Water is part of the environment around us, it is part of our bodies, but we quickly overlook it, it flows past us. Many pollutants also flow past us, but we often overlook them too, even though they surround us. These are industry, business, agriculture, as polluters of the source of drinking water. There are also our irrational water practices. The supply of drinking water is limited, and we need to change our behaviour and make sure that, if we do not leave the world behind us for a change for the better than we have received it, we at least start to work concretely in that direction.
Our research aimed to find out whether using an activity day as an active and experiential form of teaching can have a positive impact on the knowledge, environmental attitudes and environmental behaviours of fifth-grade pupils about the water cycle in nature. The study was carried out on a sample of 48 fifth grade pupils in a Slovenian primary school.

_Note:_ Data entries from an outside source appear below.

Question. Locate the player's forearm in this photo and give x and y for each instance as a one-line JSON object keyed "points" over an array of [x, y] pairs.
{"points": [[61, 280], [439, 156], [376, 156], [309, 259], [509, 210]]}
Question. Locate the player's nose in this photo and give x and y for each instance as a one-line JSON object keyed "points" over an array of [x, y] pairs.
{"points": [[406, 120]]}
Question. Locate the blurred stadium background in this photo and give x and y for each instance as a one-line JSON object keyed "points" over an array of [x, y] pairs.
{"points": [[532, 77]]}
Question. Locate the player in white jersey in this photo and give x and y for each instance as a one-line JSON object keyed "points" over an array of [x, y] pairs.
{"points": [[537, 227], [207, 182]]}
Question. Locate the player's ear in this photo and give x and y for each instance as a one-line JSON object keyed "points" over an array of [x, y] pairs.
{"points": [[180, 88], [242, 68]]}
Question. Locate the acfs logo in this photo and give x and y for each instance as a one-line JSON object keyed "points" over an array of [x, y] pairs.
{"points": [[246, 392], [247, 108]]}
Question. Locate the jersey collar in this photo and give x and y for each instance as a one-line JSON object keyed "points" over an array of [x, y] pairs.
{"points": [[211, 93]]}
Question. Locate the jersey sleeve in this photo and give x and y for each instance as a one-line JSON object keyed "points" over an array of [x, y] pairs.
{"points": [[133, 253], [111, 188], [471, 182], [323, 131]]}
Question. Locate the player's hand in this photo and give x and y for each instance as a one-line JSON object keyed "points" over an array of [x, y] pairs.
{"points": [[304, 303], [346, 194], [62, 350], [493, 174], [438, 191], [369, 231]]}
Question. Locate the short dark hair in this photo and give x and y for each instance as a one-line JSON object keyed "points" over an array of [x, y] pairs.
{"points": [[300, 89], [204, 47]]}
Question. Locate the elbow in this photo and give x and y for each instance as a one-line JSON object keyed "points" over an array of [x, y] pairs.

A knowledge test and a questionnaire on attitudes and behaviour towards the environment were used as part of a causal-experimental design, with measures of attitudes and behaviour towards the environment taken at three time points (before, immediately after and three months after the intervention), and the knowledge test at two time points (before and immediately after the intervention).
The results showed a statistically significant improvement in pupils' knowledge after the activity day. Most environmental attitudes, especially those reflecting a biocentric understanding of nature, also partially improved. Positive changes were also evident in the self-assessment of environmental attitudes, with pupils most frequently reporting greater consistency in simple daily actions such as turning off lights and recycling, but no statistically significant differences. It would probably be useful to extend the survey over a longer period of time.
The findings therefore confirm that the activity day is an effective way of teaching science and environmental topics, and that it is important for its long-term impact that such methods are integrated into regular teaching practice and, above all, that they are supported by parents and relatives in the home and by everyone else in the wider social environment.